Assignment of benefits is a tool that, when used correctly, can simply the insurance claims process. For instance, in the healthcare realm, signing your assignment of benefits over to your doctor allows that doctor to deal directly with your health insurance provider without you having to be the middle man.
But when used with homeowner’s or car insurance claims the instance of AOB fraud is such that insurance companies are blaming it for substantial rate increases in Florida. Some areas of the state have seen double-digit property insurance rate increases.
“It’s an issue that I think we have to fix,” said state Rep. Jamie Grant, (R) Tampa, who introduced a bill trying to address AOB fraud in the 2017 Florida legislative session. “There are bad actors who are ginning up claims that ultimately get paid by rate payers here in Florida.”
But Grant says it’s not just a contractor problem. He says there are plenty of good contractors who use AOBs in a perfectly legal and reputable way, and that insurance companies, attorneys, and unscrupulous homeowners all have a hand in Florida’s AOB fraud wave.
“The truth is there’s bad actors and good actors on both sides,” added Grant. “Just because a contractor operates exclusively on an assignment of benefit doesn’t necessarily make them a bad actor or a bad contractor.”
Grant’s bill made it through the House, but was never taken up by the Senate, meaning the issue remains unchecked by regulators here in Florida.
Consumer experts say homeowners need to educate themselves about how they can fall victim to AOB fraud.
“Beware of contractors who claim to be insurance claim specialists and may ask you to sign an agreement to allow them to contact your insurance company and seek approval of repairs for you,” said Bryan Oglesby of the Better Business Bureau of West Florida. “Many unscrupulous businesses have tricked consumers into signing a work estimate without reading the fine print, which commits you to automatically contract with their business if your insurance claim is approved.
"The key is that the homeowner needs to be educated about it, know what they are signing and understand what it means when they sign an AOB contract.”

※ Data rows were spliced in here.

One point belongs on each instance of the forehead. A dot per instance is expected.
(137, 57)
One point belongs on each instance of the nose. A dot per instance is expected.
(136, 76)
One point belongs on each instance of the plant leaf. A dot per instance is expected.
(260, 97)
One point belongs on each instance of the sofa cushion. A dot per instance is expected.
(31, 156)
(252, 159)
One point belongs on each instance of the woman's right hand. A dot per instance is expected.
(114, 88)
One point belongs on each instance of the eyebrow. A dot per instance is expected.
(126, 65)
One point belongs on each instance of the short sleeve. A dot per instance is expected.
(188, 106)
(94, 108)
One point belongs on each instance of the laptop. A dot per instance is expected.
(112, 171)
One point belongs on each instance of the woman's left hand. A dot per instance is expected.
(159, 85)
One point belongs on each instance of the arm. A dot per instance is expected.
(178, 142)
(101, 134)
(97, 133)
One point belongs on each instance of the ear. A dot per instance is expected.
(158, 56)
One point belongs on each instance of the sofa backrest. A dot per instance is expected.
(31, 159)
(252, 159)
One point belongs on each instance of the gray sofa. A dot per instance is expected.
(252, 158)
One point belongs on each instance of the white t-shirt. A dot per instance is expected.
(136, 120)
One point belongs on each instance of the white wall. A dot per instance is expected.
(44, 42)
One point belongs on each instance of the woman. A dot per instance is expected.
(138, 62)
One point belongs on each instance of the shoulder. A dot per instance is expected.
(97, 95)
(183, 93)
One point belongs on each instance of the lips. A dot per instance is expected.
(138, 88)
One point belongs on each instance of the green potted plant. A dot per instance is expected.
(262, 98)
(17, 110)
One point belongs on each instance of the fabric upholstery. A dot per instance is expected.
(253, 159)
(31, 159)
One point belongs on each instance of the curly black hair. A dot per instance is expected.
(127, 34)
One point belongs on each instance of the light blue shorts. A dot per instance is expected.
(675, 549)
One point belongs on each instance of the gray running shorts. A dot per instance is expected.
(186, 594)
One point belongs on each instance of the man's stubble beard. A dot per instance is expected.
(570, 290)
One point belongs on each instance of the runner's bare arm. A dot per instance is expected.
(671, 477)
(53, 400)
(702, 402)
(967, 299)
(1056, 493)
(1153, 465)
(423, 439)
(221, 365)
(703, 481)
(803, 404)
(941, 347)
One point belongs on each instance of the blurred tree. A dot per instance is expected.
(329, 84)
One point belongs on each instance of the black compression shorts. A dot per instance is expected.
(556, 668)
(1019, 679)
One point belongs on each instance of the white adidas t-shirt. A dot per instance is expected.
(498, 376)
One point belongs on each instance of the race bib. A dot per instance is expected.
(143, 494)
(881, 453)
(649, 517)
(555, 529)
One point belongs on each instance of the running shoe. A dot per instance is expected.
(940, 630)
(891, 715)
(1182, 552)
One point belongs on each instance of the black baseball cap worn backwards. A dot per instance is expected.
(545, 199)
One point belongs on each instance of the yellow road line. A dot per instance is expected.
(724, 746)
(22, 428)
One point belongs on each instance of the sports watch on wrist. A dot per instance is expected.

Here's a list of 4 red flags to help you spot a contractor who’s looking to commit AOB fraud:
· Someone knocks on your door and tells you there is damage you didn't know about
· You're promised something for nothing -- like a free roof or kitchen renovation
· Someone claims the damage is greater than it clearly is
· Or permanent repairs begin before your insurance company is notified or allowed to inspect damages.